Does it really sound far-fetched that reps would try to sell certain devices to make more money? It’s not that this is some huge conspiracy against Apple; store floor discrimination is merely a byproduct of a corporate environment that elevates profit margins above something as subjective as customer experience.

“After 45 mins of the salesperson sternly pushing an Android phone and basically bashing the iPhone in all kind of ways, he finally, very reluctantly I might add, sold us what we came in asking for,” said an AT&T customer. “I’m no dummy, hell I’m a tech geek in fact. I do my homework and I walk in a store knowing exactly what I want. I was absolutely astonished at the lengths this salesperson went to trying to sell us on Android, it was almost disgusting.”

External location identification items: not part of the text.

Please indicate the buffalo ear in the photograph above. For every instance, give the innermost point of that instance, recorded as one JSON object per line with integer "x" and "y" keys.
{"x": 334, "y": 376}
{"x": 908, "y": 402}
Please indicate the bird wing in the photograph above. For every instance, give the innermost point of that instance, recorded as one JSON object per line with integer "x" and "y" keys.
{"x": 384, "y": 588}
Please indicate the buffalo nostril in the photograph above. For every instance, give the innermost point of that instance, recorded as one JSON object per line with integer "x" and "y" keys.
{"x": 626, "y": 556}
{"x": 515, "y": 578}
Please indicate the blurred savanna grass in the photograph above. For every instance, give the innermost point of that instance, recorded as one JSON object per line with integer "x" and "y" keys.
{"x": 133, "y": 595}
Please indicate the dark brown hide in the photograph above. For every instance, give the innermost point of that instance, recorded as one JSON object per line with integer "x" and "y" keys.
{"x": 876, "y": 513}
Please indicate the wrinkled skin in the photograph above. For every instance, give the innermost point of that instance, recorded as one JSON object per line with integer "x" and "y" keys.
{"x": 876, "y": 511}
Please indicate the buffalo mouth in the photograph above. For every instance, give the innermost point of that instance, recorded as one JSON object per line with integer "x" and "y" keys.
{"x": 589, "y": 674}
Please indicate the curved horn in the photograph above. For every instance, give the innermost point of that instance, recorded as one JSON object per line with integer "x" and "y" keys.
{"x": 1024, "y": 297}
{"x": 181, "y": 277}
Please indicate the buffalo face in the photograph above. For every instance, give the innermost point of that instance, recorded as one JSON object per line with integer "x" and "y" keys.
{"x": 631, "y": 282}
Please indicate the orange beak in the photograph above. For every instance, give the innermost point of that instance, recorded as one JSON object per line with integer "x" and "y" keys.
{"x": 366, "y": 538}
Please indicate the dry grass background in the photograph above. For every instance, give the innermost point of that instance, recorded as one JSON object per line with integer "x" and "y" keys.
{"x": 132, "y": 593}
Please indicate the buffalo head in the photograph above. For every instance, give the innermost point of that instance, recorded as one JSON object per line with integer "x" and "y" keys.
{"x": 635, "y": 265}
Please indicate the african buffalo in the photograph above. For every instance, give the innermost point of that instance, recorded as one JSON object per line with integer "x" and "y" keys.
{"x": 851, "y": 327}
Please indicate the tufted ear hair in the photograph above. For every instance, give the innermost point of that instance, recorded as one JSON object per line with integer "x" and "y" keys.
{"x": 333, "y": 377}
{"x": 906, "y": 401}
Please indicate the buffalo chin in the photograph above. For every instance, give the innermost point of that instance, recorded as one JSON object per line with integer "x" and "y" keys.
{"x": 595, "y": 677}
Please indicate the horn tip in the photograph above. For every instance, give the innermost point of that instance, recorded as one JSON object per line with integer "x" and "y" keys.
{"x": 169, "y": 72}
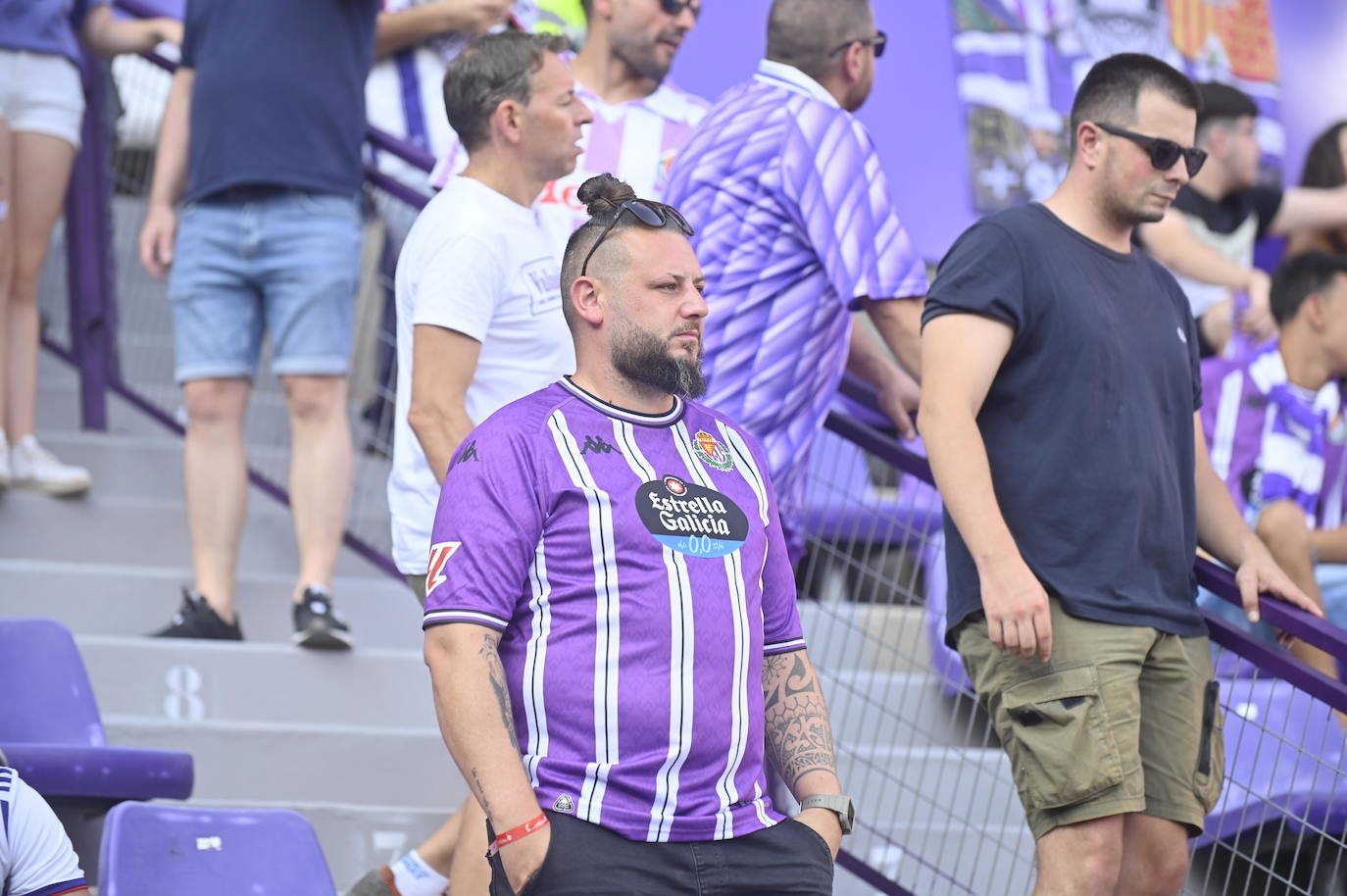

“There were third-party AT&T locations that did nothing but steer customers away from iPhones and towards Android,” explained an anonymous AT&T representative who recently left the company. “The reason being that they were paid more for selling Androids, or at least anything besides the iPhone. Because of this, we received numerous and almost countless complaints from customers who found their Android device to be subpar. The iPhone was clearly the superior machine, and they could have purchased it for the same price in many cases. It was a hassle to send them back to the third-party to return the phone, and an even bigger hassle to have the reps at their locations reverse contracts. Though the process was instantaneous, they would claim it would take days once initiated. But too often it would take days to convince them [the reps] to do their job, accept they weren’t getting paid at all now, and actually reverse the contract.”

“Our reps do what it takes to align customer needs with the best device for them,” AT&T told Cult of Mac in an official statement. “The iPhone remains one of our most popular devices, which doesn’t happen by steering people away from it.”

Reps feel pressured to meet their quotas by selling non-Apple smartphones.

AT&T and the other big carriers aren’t explicitly telling employees to stop selling iPhones. Instead, the internal focus has simply shifted to, “Let’s sell Android and Windows phones!” The tactic isn’t as directly subversive, but reps feel pressured to meet their quotas by selling non-Apple smartphones.

“There weren’t any memos, to my knowledge, that spelled it out that clearly, but it was obviously between the lines,” noted an AT&T employee who wished to remain anonymous. “The stories and memos we did see were from those higher up who had dropped their iPhone and were having a better time with Windows or Android. That was during the time they stopped allowing company-owned iPhones.”

When Windows Phone 7 devices started selling on AT&T, employees were banned from carrying iPhones as company-owned devices. “That both helped and hurt iPhone sales,” explained a store rep. “When we would tell customers the iPhone was the greatest, they’d ask why we weren’t carrying it. That would sometimes defer folks. But then we’d add that we hated the phone we were carrying and wished we had the iPhone again. That helped others.”

Sprint did not start carrying the iPhone until last year. According to sources within the company, the same sort of favoritism is shown to non-Apple devices. A Sprint customer’s experience with an online sales rep perhaps sums it up best:

iPhone Discrimination: Why Reps At The Big Carriers Don’t Want To Sell You Apple’s Smartphone [Feature]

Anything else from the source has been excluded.